I believe fossil fuels have their place, but will need to be replaced sooner, rather than later.
Right now, the highest density energy option for transportation and general bulk power delivery is fossil or nuclear (in the case of grid-based energy delivery.) Using renewables is going to require a massive change in how the energy infrastructure is designed, including automobiles. The grid is perfectly capable of handing charge dumps right now, but as the balance shifts more towards EVs and renewables, something has to give. It's going to be your car.
You don't easily replace a 1.6GW coal plant.
That should be clarified a bit. The highest density, easily obtained would be a better wording.
That's going to be the interesting point.
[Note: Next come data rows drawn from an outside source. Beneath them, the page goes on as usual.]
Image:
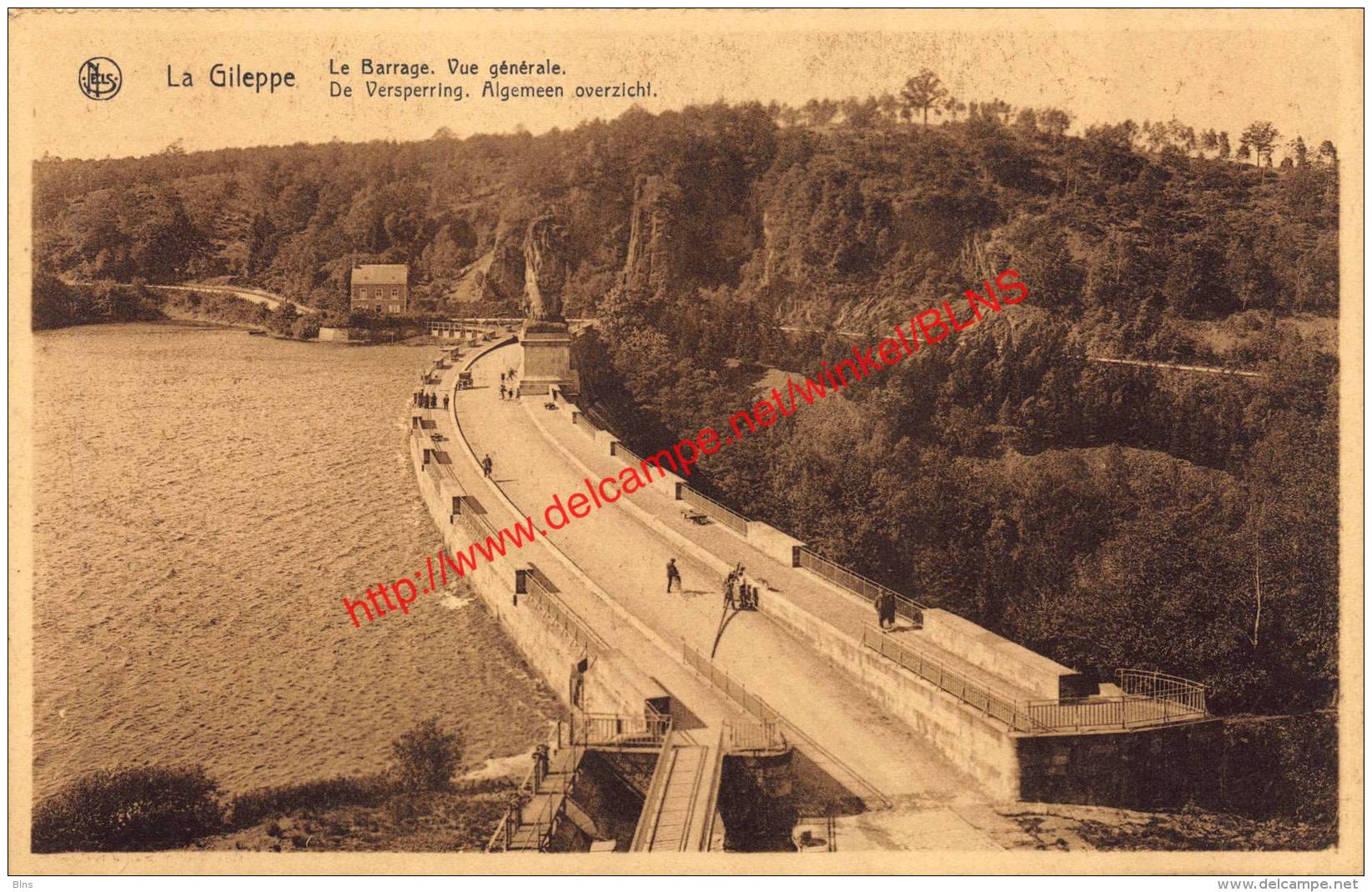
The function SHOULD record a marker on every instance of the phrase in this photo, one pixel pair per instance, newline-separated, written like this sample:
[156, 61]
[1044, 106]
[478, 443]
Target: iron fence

To expand on my previous point, electric vehicles (right now) are a small fraction of the general automotive population. The power delivery grid is capable of handing the large amounts of current required to charge one of these devices.
The world is currently taking large bulk power generation facilities offline in favor of much smaller renewable sources. As those large sources go offline and more electric cars come online, we either put wind turbines and solar panels literally everywhere (remembering that the sun doesn't shine and the wind doesn't blow all the time) or you get a specific amount of charge for your car, and when it's gone it's gone.
How it's going to play out is a story that's not told yet, but I think of it like a playground see-saw. More cars and less energy generation means one side is unbalanced.